'Crow Whisperer' Chases Off Unwanted Birds

Dense flocks of starlings, crows and blackbirds have proven little match over the decades for James Soules, a bird-control specialist who rids cities of winged invaders.

The birdman of central Illinois may be even better, though, at fending off humans who want to know his secrets.

The 83-year-old Soules has been chasing away birds from Bloomington, Springfield, Joliet and dozens of other towns for a half-century. The mystery surrounding his tactics has made him a local legend around Decatur, where he has been called a shaman and even the "crow whisperer."

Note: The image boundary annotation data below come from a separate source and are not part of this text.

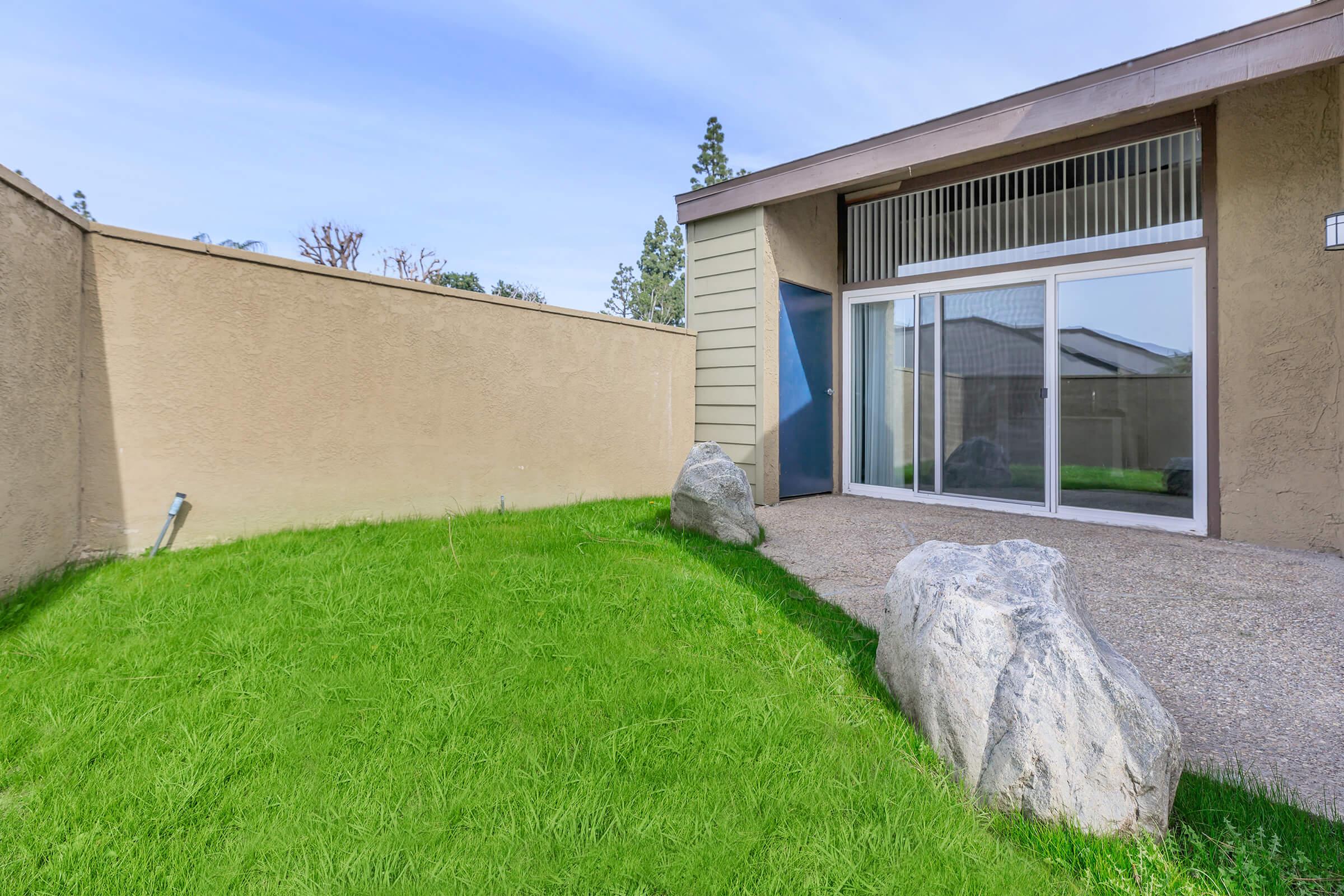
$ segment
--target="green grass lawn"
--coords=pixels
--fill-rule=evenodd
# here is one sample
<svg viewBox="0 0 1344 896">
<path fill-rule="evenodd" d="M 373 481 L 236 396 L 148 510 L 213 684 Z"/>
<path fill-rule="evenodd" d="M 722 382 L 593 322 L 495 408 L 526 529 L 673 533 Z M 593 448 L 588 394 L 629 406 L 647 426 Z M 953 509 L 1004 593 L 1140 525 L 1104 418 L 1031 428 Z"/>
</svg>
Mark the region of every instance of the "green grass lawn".
<svg viewBox="0 0 1344 896">
<path fill-rule="evenodd" d="M 1341 826 L 976 807 L 875 637 L 612 501 L 120 560 L 0 615 L 0 892 L 1340 892 Z"/>
</svg>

Whether it's communicating with the birds or some other strategy, Soules isn't talking about his techniques — at least to people. The owner of Bird Repellent Co. says only that he does not shoot, poison or trap the birds or use lights, sounds or smells.

Decatur officials hired Soules years ago after failed attempts to drive off the annual hordes of aggressive starlings by lobbing firecrackers and blasting propane cannons. First, they had agree to his demand for complete secrecy.

The starlings began to vanish after a few weeks.

"I was amazed," said Dan Mendenall, a city official in Decatur. "It was almost like he wished them away."

After Soules' contract was allowed to lapse, the birds returned for a few years and kept coming back until the city hired him again. They haven't been back since the 1990s.

"He doesn't get rid of half or a third. They're all gone," said Mayor Paul Osborne. "They just fly away, and they don't come back."

Soules was often seen working long after midnight two years ago in a park in Galesburg, where he had a contract. As he moved from tree to tree, witnesses said the birds seemed to lift up. "I'm not exactly sure what he does," said Gary Goddard, the city manager. "But whatever it is, it is very effective."

Soules joined his father's successful family business in the early 1950s. He said that's when he developed his current foolproof method, and that's all he'll say about it.

Wild, sometimes half-serious speculation about his tactics involves everything from black mystery boxes to trained pigeons to hiring someone to dress in an owl suit.

"You're not even close," Soules said gleefully. "You haven't even got one-tenth of the secret."